Cyniquement, peut-être faut-il rappeler que le conflit n'est pas suffisamment enlisé pour qu'on ne puisse plus intervenir comme en Syrie, et que l'Ukraine est à nos frontières et non de l'autre côté de la Méditerrannée. Mais surtout, lorsqu'on a une morale d'internationaliste, il n'est pas tolérable de soutenir par défaut un gouvernement corrompu qui tire sur son peuple, tenu comme la cordre soutient le pendu par une nouvelle autocratie russe.

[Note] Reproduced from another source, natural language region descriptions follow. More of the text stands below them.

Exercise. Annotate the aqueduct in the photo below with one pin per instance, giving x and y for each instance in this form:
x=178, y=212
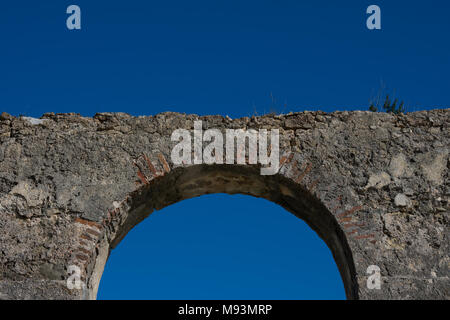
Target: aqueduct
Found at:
x=374, y=186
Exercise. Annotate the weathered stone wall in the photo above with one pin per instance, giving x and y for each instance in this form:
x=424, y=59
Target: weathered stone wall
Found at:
x=374, y=186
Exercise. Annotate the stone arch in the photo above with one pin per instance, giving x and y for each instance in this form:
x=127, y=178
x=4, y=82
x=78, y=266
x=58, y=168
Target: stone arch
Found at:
x=184, y=183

Or que peut offrir l'Union européenne aux Ukrainiens ? Pas grand chose et d'abord parce qu'elle n'en a pas la volonté. Poutine joue sur cela depuis le début lui qui veut reconstituer l'espace soviétique au travers d'une vaste zone de libre-échange au profit de «sa» Russie, conglomérat d'obligés et de dictateurs. Il a exigé l'arrêt de l'accord d'association et à fortement acheter le gouvernement ukrainien qu'il méprise par ailleurs ; l'UE si elle avait voulu de cet accord aurait mis les moyens pour que Ianoukovitch et son gouvernement n'aient pas d'autre choix que d'aller au bout de leurs engagements. Nous n'en serions peut-être pas là aujourd'hui. Le Conseil européen semble être tombé d'accord sur des mesures individuelles de gels des avoirs et de non délivrance de visa : on connaît malheureusement l'efficacité de ce type de mesures. Surtout au regard des investissements des oligarques ukrainiens en France, il y a longtemps que notre gouvernement aurait pu sévir.
Espérons que la nouvelle majorité parlementaire ukrainienne dans cette crise tienne seulement assez longtemps pour que de nouvelles élections générales soient effectivement organisées et puissent reprendre un vrai travail pour garantir une association de l'Ukraine à l'Union, à condition que celle-ci y mette le prix.